4. Why gt-signals didn’t collapse but SOTAB did
Same model, same optimizer, same learning rate:
| gt-signals-dbpedia | SOTAB-Schemaorg-CTA | |
|---|---|---|
| Train samples | 1,999 | 116,887 |
| Epochs | 20 | 3 |
| Total gradient steps | ~2,500 | ~22,000 |
| Best val macro F1 | 0.126 | 0.0007 |
| Collapse | no | yes |
10× more gradient steps at the same aggressive hyperparameters is the
differentiator. The reference RWKV-LM training recipes in ref/rwkv-lm/
use lr ≈ 1e-4 with 1000+ warmup steps and always clip gradients. We
did none of that.
5. Reusable methodology
The diagnostic procedure generalises beyond SOTAB:
uv run --no-sync python scripts/sotab_diagnostic.py --max-val-samples 1500
Output at build/diagnostics/{task}/{run_id}/ includes report.md
(human-readable), summary.json (machine-readable), and raw arrays
(embeddings, predictions, confusion, MCL clusters).
When to run it:
- After any “plateau” that doesn’t look like it’s converging.

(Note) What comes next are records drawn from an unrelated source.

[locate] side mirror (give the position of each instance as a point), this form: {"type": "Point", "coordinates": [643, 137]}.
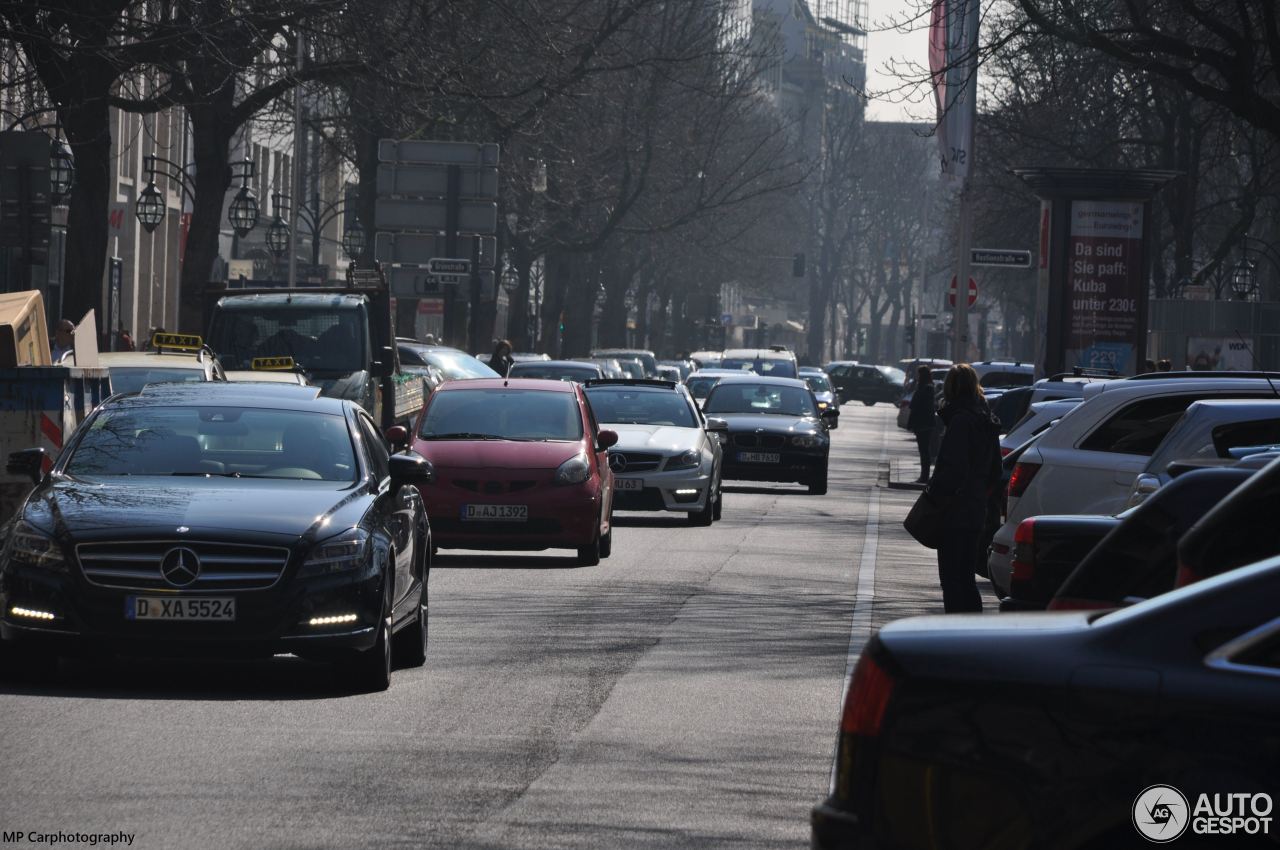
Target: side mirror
{"type": "Point", "coordinates": [30, 462]}
{"type": "Point", "coordinates": [385, 364]}
{"type": "Point", "coordinates": [411, 467]}
{"type": "Point", "coordinates": [397, 435]}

- Before concluding that a training recipe “works.”
- Before publishing any F1 number — the diagnostic confirms the number reflects actual learning rather than a collapsed mode prediction that happens to hit the base rate.
6. What the audit is for once we have a real representation
The MCL-inflation-sweep approach is van Dongen’s core contribution: clusters emerge as attractor basins of stochastic flow at different granularities, controlled by one knob (inflation). Our use of it goes beyond post-hoc evaluation:
- Geometry audit — does the learned embedding space admit recoverable hierarchical structure? If so, the classifier is a readout layer; if not, the representation needs more work.
- DED-inference alternative to k-means — for cross-table Data Element Discovery, MCL replaces k-means because we don’t know the true number of data elements a priori. MCL finds them without being told.
- Ontology-level evaluation — multi-granularity purity reporting (leaf vs parent vs grandparent) is a more honest evaluator than flat leaf-level F1, matching the structure of the label space.
None of this is possible on a collapsed checkpoint. The audit is postponed to after Stage B (pretraining) confirms we have a live representation.